The Sun Oracle F5100 flash-DIMM array joined Violin Memory’s flash array as the storage on the lowest latency TPC-C benchmarks (see The SSD write cliff in real life for that data).
Alert reader KD Mann pointed out that the F5100’s flash DIMMs are simply “. . . a SATA SSD without the sheet metal wrapper.” He later contended that it was the speed of redo log, not the storage devices per se, that drove latency.
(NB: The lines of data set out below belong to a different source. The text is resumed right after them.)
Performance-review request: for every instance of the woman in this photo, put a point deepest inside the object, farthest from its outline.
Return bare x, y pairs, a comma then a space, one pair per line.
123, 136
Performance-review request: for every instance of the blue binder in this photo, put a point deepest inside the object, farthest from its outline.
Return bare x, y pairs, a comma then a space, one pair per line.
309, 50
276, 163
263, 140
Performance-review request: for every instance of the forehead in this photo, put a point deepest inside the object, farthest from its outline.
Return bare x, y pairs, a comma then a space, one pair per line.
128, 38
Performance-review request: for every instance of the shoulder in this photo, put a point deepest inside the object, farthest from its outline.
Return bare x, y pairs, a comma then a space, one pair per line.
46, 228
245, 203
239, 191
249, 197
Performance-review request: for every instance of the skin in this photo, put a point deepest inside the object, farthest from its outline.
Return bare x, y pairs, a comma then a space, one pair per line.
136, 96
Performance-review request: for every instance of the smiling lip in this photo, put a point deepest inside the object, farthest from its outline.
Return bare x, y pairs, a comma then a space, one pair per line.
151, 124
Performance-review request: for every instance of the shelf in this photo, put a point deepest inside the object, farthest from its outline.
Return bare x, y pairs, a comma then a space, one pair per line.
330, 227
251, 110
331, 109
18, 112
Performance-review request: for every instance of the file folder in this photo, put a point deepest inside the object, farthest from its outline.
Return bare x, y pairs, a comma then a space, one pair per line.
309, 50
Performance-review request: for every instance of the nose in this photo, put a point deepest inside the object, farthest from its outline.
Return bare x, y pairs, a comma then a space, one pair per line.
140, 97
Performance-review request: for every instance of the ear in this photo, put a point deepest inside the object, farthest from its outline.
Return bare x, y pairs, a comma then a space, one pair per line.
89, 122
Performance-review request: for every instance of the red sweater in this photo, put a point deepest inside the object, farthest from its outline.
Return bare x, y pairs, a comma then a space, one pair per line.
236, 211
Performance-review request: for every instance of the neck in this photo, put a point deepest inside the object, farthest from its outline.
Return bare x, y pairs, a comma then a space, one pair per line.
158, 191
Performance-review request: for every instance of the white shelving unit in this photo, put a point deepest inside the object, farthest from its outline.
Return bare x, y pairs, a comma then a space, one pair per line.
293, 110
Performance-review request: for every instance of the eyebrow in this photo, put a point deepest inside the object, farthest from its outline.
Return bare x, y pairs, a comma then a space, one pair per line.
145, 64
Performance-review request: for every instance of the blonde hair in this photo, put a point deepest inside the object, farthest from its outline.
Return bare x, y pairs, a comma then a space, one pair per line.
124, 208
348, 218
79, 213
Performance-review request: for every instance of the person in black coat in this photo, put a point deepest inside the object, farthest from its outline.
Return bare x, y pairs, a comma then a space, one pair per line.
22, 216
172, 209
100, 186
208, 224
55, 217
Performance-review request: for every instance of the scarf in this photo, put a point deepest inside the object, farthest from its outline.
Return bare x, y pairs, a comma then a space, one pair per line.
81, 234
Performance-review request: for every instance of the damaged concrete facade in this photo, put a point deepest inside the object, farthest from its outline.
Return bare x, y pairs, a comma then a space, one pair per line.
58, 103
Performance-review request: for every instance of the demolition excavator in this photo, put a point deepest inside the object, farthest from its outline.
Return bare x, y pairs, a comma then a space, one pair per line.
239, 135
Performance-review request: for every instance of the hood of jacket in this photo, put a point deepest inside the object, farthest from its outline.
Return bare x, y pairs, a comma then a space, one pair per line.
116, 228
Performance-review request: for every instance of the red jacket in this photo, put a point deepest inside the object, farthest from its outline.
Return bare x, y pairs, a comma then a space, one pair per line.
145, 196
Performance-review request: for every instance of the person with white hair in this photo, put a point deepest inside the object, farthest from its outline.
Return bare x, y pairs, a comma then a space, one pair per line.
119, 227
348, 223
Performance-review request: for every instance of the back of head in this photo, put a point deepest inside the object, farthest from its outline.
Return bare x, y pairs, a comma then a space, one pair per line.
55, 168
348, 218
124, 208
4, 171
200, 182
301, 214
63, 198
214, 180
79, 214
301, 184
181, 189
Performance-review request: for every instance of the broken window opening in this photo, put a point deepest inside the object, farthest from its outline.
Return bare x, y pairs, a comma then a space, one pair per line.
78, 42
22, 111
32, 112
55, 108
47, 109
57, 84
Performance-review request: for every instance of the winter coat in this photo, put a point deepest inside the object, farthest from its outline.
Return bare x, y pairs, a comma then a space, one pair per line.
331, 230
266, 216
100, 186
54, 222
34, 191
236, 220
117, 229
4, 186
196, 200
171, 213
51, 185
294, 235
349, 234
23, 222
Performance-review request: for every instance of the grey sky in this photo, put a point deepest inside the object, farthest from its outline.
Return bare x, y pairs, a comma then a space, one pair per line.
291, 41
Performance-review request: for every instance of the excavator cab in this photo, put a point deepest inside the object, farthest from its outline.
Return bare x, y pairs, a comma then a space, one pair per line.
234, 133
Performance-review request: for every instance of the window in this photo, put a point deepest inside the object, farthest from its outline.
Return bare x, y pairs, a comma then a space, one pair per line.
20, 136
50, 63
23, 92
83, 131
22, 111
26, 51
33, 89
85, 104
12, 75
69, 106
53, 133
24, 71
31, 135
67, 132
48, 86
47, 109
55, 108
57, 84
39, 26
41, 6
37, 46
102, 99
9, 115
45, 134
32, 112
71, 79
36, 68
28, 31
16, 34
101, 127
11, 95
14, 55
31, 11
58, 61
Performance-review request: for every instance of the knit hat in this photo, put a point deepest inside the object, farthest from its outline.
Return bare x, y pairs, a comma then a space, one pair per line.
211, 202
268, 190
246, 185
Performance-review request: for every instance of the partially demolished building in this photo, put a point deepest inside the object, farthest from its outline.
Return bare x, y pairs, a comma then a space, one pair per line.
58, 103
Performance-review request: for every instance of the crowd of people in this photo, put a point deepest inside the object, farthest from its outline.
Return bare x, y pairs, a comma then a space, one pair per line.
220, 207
A Reliable Source close to the F5100 told StorageMojo:
Yes the F5100 is just an SSD array. The DIMMs are just repackaged SSDs that were designed to optimize the amount of flash per controller based on a surface area computation from several years ago. I’d actually say that it’s much worse than a JBOD (JBOS?) since the modules aren’t hot swappable and the individual DIMMs get none of the benefits of economies of scale that typical SSDs do. The only advantage potentially is that they sized the SAS switches in the F5100 to push the IOPS limit of the DIMMs.
. . . The DIMM wasn’t a bad idea at the time, just in hindsight. The MicroSSD format didn’t exist with the MicroSATA connector (ala the MacBook air). And there was no clear standard for small format SSDs.
I’ve asked a followup question about those generously-sized SAS switches and will update the post when and if there’s an answer.
Update: Got a quick answer to the question:
The SAS switches were tuned to deliver optimal throughput and bandwidth for the devices, and to have enough capacity to max out all of them simultaneously. The germane comparison isn’t to SSDs — as I said, the miniDIMMs are just SSDs — it’s to the SAS switches in other JBODs.
End update.
The StorageMojo take
Mr. Mann’s argument that redo logs are the key TPC-C latency bottleneck is provocative. These benchmark systems are carefully configured and latency numbers are posted in the short summary documents, so it stands to reason that latency would get serious attention.
If Mr. Mann is correct, the benchmark teams are falling down on the job of showing their systems in the best possible light. How could that be?
Readers, what say you?
Courteous comments welcome, of course.
You should not discount the OS as a factor. Systems using the Sun array were likely using Solaris, which has provisions for SSD acceleration for reads and writes separately in ZFS (ZIL logzilla and L2ARC).
Benchmarks on other storage arrays were probably done using Linux, Windows, HP-UX or AIX, which do not always have these optimizations and are thus not fully able to exploit the SSD’s latency benefits.
The conventional wisdom of using SSDs for redo logs is inaccurate, based on experience in tuning Oracle on Texas’ RAMSAN. Redo logs have sequential I/O patterns that spinning rust is very good at. The throughput on enterprise-grade hard drives is as good as SSDs, latency isn’t, but a good NVRAM caching write-through controller would take care of that. Most transactions are read-write, not write-only, and thus to optimize latency you need to speed up access to the datafiles as well (if they don’t fit in the database’s buffer cache, which is no longer a given with an obsolete benchmark like TPC-C).
The optimal strategy in many cases is in fact to put key tablespaces on SSD rather than the redo logs or transaction journal.